POWER OF POETRY #44: GREG GERDING, EiC OF UNIVERSITY OF HELL PRESS

In 1994, at age 22, I started writing. I had big questions and a lot of inner turmoil. I felt at conflict with myself and key relationships were suffering. I sought answers to my life, tried to make sense of the chaos. I became drunk by the process of it all. Find a perfect blank book, and then ruin it with scribblings and musings. I found my voice and the work took form. It looked like poetry, read like prose.

I then got it in my head that I had to read my work out, in public, as if I knew that was a thing. Living in D.C., I learned there were options, lots of open mics. I went around, sought a venue I was comfortable in. I landed on Kala Kala, a jazz bar with poetry on Sundays. It felt right. To prepare, I had drinks in a bar called Hell, same street.

The first time I went on stage, I read the most painful piece I had written, the one that was the most revealing, the one that broke the seal and from which everything afterwards flowed. The audience laughed. They didn’t laugh at me; rather, they liked the words, thought some were funny. In that moment, I experienced catharsis. I was so pained and confused about life, so self-consumed, I missed the humor.

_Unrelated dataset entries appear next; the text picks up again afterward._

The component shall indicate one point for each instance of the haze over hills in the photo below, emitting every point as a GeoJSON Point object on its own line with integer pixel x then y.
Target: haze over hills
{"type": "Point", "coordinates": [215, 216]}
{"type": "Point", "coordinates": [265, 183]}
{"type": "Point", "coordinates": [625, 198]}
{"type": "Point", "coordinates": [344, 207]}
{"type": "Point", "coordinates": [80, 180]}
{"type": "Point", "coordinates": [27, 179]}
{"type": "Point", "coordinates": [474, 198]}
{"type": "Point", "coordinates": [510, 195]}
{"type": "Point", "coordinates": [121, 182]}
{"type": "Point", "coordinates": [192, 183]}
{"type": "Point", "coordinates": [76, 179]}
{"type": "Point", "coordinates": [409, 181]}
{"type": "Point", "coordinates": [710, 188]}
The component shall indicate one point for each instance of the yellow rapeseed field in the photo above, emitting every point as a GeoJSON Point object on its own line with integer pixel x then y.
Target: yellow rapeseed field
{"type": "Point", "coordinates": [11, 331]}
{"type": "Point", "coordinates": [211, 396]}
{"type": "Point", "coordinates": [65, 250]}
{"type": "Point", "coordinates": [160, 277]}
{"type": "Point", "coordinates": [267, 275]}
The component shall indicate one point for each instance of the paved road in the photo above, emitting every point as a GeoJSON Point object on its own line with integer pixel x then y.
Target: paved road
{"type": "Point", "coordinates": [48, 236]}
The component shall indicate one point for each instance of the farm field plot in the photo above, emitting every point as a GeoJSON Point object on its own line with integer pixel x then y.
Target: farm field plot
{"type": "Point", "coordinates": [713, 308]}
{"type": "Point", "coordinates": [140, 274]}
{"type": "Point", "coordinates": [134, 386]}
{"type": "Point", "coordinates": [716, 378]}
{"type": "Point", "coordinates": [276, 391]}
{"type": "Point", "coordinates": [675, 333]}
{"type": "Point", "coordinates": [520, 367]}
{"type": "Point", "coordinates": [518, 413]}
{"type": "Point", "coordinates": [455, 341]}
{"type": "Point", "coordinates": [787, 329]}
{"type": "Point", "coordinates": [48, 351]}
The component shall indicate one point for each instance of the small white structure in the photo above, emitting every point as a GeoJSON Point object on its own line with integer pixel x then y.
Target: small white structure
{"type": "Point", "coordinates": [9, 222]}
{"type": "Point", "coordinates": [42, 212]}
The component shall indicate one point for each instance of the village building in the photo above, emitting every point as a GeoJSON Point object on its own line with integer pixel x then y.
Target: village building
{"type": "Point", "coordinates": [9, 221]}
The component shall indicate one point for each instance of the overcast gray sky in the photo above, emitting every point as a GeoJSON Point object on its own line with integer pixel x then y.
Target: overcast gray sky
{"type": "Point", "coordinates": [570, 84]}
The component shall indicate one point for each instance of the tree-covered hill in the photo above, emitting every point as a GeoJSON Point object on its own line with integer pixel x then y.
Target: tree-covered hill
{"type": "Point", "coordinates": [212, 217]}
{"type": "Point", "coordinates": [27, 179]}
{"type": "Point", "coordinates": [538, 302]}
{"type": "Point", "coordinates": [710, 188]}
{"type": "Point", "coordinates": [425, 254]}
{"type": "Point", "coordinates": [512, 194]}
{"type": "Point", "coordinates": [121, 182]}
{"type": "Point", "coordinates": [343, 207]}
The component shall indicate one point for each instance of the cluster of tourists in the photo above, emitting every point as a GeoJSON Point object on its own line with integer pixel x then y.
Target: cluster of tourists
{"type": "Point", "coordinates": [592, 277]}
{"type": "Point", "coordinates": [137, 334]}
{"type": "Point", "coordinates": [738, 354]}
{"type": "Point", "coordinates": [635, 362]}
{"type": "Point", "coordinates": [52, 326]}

And then, it clicked. I needed to embrace the farce of it all. Strike a balance between the dark and the light, if I wanted any chance at life. I took a step back and laughed too. It was all absurd. The only choice was to accept it, succumb to it, revel in it.

The whole time, I thought I was alone. But there were people just as pained and confused as I was. I found my community. I found my church. I kept returning every Sunday, sharing work I had written during the week. We commiserated and became friends. My Sundays started and ended in Hell. I carried a blank book and pen with me always, I was writing constantly.

Kala Kala closed, but my trips to Hell continued. After chatting up the owner, I started a weekly open mic series there. Poetry in Hell. I ran it for two years. The ritual became: writing, reading out, editing and honing. Repeat. And being open to opportunity whenever it presented itself.

My journey began 25 years ago (as of this writing). My 22-year-old self would have never conceived I’d be running my own indie press today. University of Hell Press.

I was shopping my first book. I had a specific vision for it and discovered it wasn’t going to be realized by any press I admired. So, I endeavored to publish it myself and decided that my book needed a brand. The spirit of Hell had never left me, it evolved into University of Hell. It felt both irreverent and smart, subversive, potent.

The power of poetry? It saved my life. I wouldn’t have survived my 20s without it, and definitely not my 30s. I was spiraling in self-destructive behavior, but writing kept me busy and engaged. I know that poetry has the power to save others, I’ve experienced it. Like all art, poetry has the power to transform.


Greg Gerding is the Editor-in-Chief of The Big Smoke America. He is also the founder of University of Hell Press, an indie press that publishes irreverent and thought-provoking literature.